Central bank’s money withdrawal 'normal' amid excess liquidity: experts
Cash withdrawal is a normal measure taken by the State Bank of Vietnam (SBV) when the banking system shows excess liquidity, said economists, referring to the central bank’s recent issuance of nearly VND10 trillion ($411 million) of treasury bills.
Dr. Can Van Luc, chief economist at state-controlled bank BIDV, said amid the system’s abundant liquidity, the SBV withdraws money to partially keep interbank interest rates at more appropriate levels, indirectly supporting the stabilization of exchange rates.
“This is a normal operation of the SBV, but whether it will continue to issue bills or not depends on liquidity among banks,” he emphasized.

The State Bank of Vietnam issued nearly VND10 trillion ($411 million) of treasury bills on September 21, 2023. Photo by The Investor/Trong Hieu.
Sharing the same opinion, Dr. Le Xuan Nghia, a member of the National Financial and Monetary Policy Advisory Council, said that commercial banks currently have excess working capital but cannot lend to customers.
The central bank’s money withdrawal mainly aims to remove difficulties for some commercial banks with a surplus of working capital which was mobilized at relatively high interest rates, he noted.
Affirming this is a normal activity for central banks, he added that $411 million would not have much of an impact on the entire market but could reduce pressure on exchange rates.
When the system's liquidity is in excess, the SBV’s net withdrawal should be considered in correlation with exchange rate developments, according to FiinGroup, a leading Vietnamese financial data provider.
This move shows that the central bank is willing to intervene to "cool down" exchange rates and is expecting to retain foreign cash flow lined up to be withdrawn or creating a boost for foreign cash flow waiting for disbursement, it added.
The SBV said on Thursday that it had issued nearly VND10 trillion ($411 million) of treasury bills via auction with the winning interest rate of 0.69% per year. The bills have a term of 28 days from September 21, with the interest rate paid once at the beginning of the period.
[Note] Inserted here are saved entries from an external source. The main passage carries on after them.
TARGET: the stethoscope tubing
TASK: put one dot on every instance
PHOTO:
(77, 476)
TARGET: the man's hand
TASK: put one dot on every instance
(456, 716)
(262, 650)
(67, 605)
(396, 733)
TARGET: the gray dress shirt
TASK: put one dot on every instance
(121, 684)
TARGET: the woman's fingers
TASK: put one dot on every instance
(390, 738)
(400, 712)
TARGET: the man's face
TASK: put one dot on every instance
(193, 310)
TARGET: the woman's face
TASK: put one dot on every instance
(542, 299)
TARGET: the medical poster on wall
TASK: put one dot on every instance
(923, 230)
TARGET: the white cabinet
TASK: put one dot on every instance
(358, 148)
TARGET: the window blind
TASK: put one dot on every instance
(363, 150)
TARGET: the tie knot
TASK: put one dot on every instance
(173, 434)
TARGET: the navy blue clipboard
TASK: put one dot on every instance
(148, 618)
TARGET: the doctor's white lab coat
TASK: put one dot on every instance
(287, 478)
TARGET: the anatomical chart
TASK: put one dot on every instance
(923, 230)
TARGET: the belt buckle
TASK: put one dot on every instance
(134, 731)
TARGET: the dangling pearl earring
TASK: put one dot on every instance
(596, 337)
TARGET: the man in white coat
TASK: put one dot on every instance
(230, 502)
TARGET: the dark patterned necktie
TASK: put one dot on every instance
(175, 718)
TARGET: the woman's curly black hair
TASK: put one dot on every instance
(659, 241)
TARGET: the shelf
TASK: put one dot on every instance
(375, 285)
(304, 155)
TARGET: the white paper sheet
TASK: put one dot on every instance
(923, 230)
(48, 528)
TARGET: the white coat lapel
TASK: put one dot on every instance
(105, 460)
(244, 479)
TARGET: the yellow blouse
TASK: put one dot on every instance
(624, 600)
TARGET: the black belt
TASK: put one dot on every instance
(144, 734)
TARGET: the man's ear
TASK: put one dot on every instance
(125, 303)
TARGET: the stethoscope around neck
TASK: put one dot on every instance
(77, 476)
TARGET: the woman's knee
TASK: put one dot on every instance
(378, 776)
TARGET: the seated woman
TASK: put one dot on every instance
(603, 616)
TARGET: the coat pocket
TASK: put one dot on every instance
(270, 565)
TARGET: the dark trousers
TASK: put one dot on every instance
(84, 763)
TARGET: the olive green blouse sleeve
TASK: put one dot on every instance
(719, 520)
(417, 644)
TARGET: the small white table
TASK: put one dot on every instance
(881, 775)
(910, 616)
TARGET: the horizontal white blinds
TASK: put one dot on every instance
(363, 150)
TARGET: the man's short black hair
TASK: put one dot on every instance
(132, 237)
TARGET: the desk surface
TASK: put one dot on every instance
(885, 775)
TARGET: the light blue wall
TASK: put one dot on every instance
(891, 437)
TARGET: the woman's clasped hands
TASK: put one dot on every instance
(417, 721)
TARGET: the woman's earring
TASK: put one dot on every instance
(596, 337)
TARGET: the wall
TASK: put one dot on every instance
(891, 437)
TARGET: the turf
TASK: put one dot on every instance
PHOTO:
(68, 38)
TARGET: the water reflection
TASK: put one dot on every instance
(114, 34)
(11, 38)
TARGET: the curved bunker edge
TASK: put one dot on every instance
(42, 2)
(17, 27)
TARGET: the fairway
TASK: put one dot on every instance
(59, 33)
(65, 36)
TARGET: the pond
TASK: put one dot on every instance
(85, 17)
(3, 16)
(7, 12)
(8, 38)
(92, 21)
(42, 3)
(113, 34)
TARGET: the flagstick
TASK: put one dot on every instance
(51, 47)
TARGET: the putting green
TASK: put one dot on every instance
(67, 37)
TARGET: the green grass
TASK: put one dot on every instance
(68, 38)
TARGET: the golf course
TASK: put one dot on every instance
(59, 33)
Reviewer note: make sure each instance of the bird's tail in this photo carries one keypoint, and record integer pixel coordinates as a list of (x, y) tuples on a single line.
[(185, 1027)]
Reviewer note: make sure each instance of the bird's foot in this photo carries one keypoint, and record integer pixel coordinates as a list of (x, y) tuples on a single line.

This was the first bill issuance by the SBV in more than six months (from March 10). Newly released data from the SBV showed that credit is still growing very slowly, reaching only 5.56% in the year to September 15, up slightly from a 5.33% increase at the end of August, while the target set for the year is 14%.
Vietnam’s credit reached about VND12,560 trillion ($522.14 billion) in the year to August 29, up only 5.33% from the end of last year, said standing Deputy Governor of the State Bank of Vietnam (SBV) Dao Minh Tu on September 7.
The figure was low compared to an increase of 9.87% in the same period last year. A major reason is economic difficulties persist, leading to low credit demand for business expansion and investment activities.
"The supply of credit to the economy has still faced difficulties as businesses cannot absorb capital and do not want to borrow money," Tu noted.